There’d been more than one death threat against Micah, so he had bodyguards when he traveled and carried his own gun when he could. Not all buildings and businesses would allow concealed carry on the premises, so sometimes he had to leave the gun behind and rely on the bodyguards, but he liked to be able to take care of himself, too. Just one more thing we agreed on.

Micah’s robe was one that Jean-Claude had bought for him, or maybe had had made, because it looked like something from the Victorian era, deep forest green velvet covered in gold-and-green embroidery. The thick cuffs and the collar and lapels that swept from his neck to his waist were shiny gold with more of the brocade embroidery. The robe also fell exactly to his feet but was a fraction short enough that he never tripped on it or had to lift it up when he was walking on anything but stairs. Stairs were tricky with anything that went to your ankles. I knew that at least the robe had been tailored to fit him. He added dark green house slippers and he was ready to go.

I finally had house shoes, too, so that my feet were warm, and they stayed on rather than making me shuffle like the house slippers had done, but the silk robe . . . I needed something warmer. Especially now that we were here at least five nights a week. The two days in the Jefferson County house were mainly so we could get some sunlight. Except for Micah, we all worked almost exclusively nights, and after a while it was just depressing without some sunshine. I’d finally asked Jean-Claude if he missed it, and he’d said, “Very much, ma petite, much more than I thought I would when I agreed to become what I am.”

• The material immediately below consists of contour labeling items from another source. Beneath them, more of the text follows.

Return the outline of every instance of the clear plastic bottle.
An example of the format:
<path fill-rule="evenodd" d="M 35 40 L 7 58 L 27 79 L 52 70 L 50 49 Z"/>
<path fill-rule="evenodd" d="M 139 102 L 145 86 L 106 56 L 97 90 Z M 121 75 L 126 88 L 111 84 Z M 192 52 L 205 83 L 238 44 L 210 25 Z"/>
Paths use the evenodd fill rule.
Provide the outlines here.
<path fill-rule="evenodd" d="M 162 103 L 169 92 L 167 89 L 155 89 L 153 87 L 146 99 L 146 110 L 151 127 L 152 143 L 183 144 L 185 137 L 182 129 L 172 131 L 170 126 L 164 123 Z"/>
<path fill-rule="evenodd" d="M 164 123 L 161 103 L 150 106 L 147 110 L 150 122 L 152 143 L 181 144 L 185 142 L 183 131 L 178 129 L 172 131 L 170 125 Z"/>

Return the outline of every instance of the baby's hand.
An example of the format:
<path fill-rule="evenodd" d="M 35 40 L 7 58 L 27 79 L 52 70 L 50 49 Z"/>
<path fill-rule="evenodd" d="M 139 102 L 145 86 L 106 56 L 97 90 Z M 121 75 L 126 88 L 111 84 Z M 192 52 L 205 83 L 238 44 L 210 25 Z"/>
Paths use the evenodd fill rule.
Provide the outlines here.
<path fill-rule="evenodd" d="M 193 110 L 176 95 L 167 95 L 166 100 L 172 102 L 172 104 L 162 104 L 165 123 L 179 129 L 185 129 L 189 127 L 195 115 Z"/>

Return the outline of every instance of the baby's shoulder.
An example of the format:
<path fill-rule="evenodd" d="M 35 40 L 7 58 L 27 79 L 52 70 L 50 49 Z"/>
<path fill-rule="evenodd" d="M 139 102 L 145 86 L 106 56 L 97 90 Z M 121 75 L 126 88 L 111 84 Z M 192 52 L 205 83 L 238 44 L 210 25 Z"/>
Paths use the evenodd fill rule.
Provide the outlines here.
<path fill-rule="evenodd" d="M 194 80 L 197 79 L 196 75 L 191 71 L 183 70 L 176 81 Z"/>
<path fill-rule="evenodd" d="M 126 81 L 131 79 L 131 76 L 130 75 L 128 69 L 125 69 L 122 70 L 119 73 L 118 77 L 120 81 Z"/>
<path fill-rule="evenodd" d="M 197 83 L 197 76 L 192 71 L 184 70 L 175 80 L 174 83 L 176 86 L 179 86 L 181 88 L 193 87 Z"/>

Micah gathered his own phone and his eyeglasses from the bedside table on his and Jean-Claude’s side of the bed. The glasses had green frames with gold accents to complement his green-gold leopard eyes. He’d been wearing prescription sunglasses for a long time without most of us being aware they were prescription. A very bad man had forced him to stay in leopard form until he hadn’t been able to shift completely back to human form. He had his summer tan from running outside, so that the eyes looked incredibly exotic against the darker skin, but the serious downside to his having kitty-cat eyes was that cats are nearsighted. He’d also lost some of his color vision, though not as much as a real cat, as if something were more human about his leopard eyes. His optician had asked permission to write a paper on the difference in his vision and was cowriting the paper with a zoo veterinarian. Micah had worn the sunglasses to hide his eyes when he didn’t want to stand out and because he’d worried that having less-than-perfect eyesight might be used against him in fights for dominance in the lycanthrope community, but finally he’d gotten glasses that helped him read more easily as well as see farther away. Cat eyes focused differently and had made him work harder to read than we’d realized. He had contact lenses, too, but here with us he didn’t bother. I liked the way the dark frames bordered his eyes like they were works of art that finally had a frame worthy of them rather than being hidden away behind dark sunglasses.